Beyond BP: Lessons from Valdez and Bhopal

For Immediate Release

Contact: 

Sam Husseini, (202) 347-0020; or David Zupan, (541) 484-9167

Beyond BP: Lessons from Valdez and Bhopal

WASHINGTON - LUCI BEACH
Beach is executive director of the Gwich'in Steering Committee in Alaska. She said this afternoon: "Today I'm in Gulfport, Mississippi, one of the areas that's going to be impacted. These people have no idea what they're in for. People buy the oil companies' propaganda and allow them to do what they want without a plan or real safeguards.

"Many are claiming that BP will cover the costs, but people in Alaska waited for 20 years to be compensated by Exxon for the Valdez spill and even then only got a pittance of what they were due, if they were still alive."

DIANE WILSON
A Texas fisherwoman and environmental campaigner, Wilson is author of the book "An Unreasonable Woman: A True Story of Shrimpers, Politicos, Polluters, and the Fight for Seadrift, Texas."
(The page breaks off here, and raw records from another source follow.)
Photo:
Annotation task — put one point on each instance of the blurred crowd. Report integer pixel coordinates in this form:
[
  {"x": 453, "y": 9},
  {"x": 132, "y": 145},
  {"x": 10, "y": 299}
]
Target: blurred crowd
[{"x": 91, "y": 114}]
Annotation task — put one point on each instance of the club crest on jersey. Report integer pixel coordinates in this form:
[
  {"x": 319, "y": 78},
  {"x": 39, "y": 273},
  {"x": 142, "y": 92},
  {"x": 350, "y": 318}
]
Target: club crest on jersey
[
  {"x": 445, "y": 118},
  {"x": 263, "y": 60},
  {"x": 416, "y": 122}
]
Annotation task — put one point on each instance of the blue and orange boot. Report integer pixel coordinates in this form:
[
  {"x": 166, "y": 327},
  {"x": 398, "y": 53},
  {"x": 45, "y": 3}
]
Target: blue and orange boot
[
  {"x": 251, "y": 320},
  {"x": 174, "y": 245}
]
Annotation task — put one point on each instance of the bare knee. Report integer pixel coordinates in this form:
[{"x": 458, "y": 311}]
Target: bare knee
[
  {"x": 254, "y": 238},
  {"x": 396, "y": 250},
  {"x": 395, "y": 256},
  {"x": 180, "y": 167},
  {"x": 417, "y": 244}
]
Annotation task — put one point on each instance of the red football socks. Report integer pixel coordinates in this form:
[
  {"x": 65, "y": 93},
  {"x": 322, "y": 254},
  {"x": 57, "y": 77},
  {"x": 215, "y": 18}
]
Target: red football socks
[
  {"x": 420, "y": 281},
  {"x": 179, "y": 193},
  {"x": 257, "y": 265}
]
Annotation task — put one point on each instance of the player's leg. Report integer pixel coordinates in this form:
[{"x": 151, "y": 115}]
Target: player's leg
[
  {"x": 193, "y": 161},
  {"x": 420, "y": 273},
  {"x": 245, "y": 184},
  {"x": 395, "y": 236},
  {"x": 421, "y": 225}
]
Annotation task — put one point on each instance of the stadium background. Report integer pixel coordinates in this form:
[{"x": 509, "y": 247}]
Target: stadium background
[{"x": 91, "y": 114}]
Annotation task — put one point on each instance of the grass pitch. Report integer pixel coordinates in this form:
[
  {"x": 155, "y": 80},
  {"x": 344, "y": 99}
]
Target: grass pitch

She said today: "Corporations, whether it's BP in the Gulf or Dow Chemical / Union Carbide in Bhopal, India, don't follow the precautionary principle. They say that their worst-case scenarios won't ever happen and so we shouldn't dare threaten their profits with extra safety costs. Thanks in part to the deregulation from Dick Cheney's energy task force during the Bush administration, the U.S. doesn't require an emergency 'acoustic' shut-off valve that costs $500,000 and could have prevented BP’s disaster. ... Yet most of the other oil-producing nations require the 'acoustic switch' and it has been used in Norway since l993. These corporations don't want to spend a tiny portion of their billions of dollars on something that can prevent a disaster. They get the legal rights of being people and yet take actions that destroy the lives of real people.

"What BP has done is just a giant example of what happens constantly with the chemical and oil companies in the Gulf. They pollute, then they say it didn't get into the water, then they say, well, it was only 20 gallons, then they say it was 200 gallons. Then it's too much to clean up. One big problem is that so much is dependent on industry's self-reporting. You can't get decent information from companies. I find out a great deal because I work with an injured workers group."

Background: On April 2, President Obama stated: "It turns out, by the way, that oil rigs today generally don't cause spills. They are technologically very advanced."